Становление историзма в русской прозе можно проследить и на примере творчества К. Н. Батюшкова. Его первый исторический опыт – «старинная повесть» «Предслава и Добрыня» (1810) переносит действие в древний Киев, во времена князя Владимира. Рассказывается о несчастной любви дочери князя Предславы к юному богатырю Добрыне: великокняжеское происхождение является препятствием на пути их сближения – княжна сосватана суровому, гордому и мстительному болгарскому князю Радмиру. Любовники становятся жертвой его ревности. Повесть далека от исторической правды. Действие в ней погружено в атмосферу сказки. «Рыцарский» антураж соответствует романтическому облику героев с трагической напряженностью их страстей. Здесь Батюшков не оригинален: он движется в русле традиции исторической повести начала XIX века.

Участие Батюшкова в историческом европейском походе русской армии, завершившемся полным разгромом Наполеона и вступлением русских войск в Париж, заставило писателя обратиться к событиям современности. В повести «Путешествие в замок Сирей» (1814) Батюшков описывает посещение замка, связанного с именем Вольтера. В отличие от Карамзина он приходит в этот замок не как простой путешественник, а как участник великого исторического события, затронувшего судьбы всего европейского человечества. Поэтому нервом очерка является дух стремительных исторических перемен. Автор чувствует себя не только наследником французской культуры, но и участником исторических событий, решающих судьбы Франции и всей Европы. Образ Франции у него многолик: это Франция времен Вольтера, Франция периода революции, Франция Наполеона и поверженная Франция 1814 года. Современные события воспринимаются автором сквозь историческую призму разных эпох. Современность является продуктом истории, прямым следствием ее.

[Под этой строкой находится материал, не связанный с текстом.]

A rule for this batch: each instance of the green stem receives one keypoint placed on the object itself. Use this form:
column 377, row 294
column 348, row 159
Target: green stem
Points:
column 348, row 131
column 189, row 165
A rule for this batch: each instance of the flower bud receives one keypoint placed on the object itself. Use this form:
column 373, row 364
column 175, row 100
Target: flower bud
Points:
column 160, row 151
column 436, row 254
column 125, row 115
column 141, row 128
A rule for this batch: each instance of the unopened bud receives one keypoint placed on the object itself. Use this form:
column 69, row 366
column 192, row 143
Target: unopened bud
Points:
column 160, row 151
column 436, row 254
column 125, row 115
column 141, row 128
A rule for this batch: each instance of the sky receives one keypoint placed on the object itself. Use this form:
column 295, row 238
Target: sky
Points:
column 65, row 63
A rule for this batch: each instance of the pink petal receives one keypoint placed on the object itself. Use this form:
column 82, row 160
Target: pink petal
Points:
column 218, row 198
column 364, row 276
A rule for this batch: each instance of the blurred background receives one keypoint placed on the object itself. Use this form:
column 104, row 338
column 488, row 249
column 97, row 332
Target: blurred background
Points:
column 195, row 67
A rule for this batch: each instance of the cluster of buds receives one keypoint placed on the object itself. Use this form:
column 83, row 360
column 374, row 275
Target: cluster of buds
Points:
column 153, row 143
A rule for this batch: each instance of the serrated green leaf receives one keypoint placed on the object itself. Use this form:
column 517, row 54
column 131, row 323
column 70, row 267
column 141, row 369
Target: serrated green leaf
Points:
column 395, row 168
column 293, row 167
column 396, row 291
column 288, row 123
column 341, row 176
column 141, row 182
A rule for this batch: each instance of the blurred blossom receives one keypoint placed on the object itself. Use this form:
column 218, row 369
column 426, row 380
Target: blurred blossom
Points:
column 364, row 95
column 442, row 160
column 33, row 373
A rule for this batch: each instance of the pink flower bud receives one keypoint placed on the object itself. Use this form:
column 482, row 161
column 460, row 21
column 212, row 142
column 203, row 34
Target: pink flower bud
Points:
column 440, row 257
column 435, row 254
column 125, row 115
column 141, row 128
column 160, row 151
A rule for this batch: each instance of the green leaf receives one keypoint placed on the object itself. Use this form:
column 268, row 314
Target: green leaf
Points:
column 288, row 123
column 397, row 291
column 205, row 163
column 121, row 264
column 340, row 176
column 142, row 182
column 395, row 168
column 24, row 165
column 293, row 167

Историзм Батюшкова торжествует далее в этюдах «Прогулка в Академию художеств» (1814) и «Вечер у Кантемира» (1816). Описанию выставки в академии предпослана картина возникновения Петербурга из топи «финских блат», которую Пушкин использовал во вступлении к поэме «Медный всадник». Петербург Александра I и искусство Нового времени поставлены у Батюшкова в связь с реформаторской деятельностью Петра.

Диалог «Вечер у Кантемира» изображает дискуссию между русским представителем новой европеизированной культуры и французскими просветителями. При этом Батюшков стремится дать своим героям язык, соответствующий их времени. Но изобразить прошлое в его жизненной конкретности Батюшкову все-таки не удается. В процесс развития русской литературы войдет его умение воспринимать современность как продукт истории.

В 1822 году Пушкин писал: «Вопрос, чья проза лучшая в нашей литературе. Ответ – Карамзина». К такому выводу Пушкин пришел после прочтения первых восьми томов «Истории государства Российского», под влиянием которой с конца 1810-х до 1830-х годов совершалось развитие русской художественно-исторической прозы.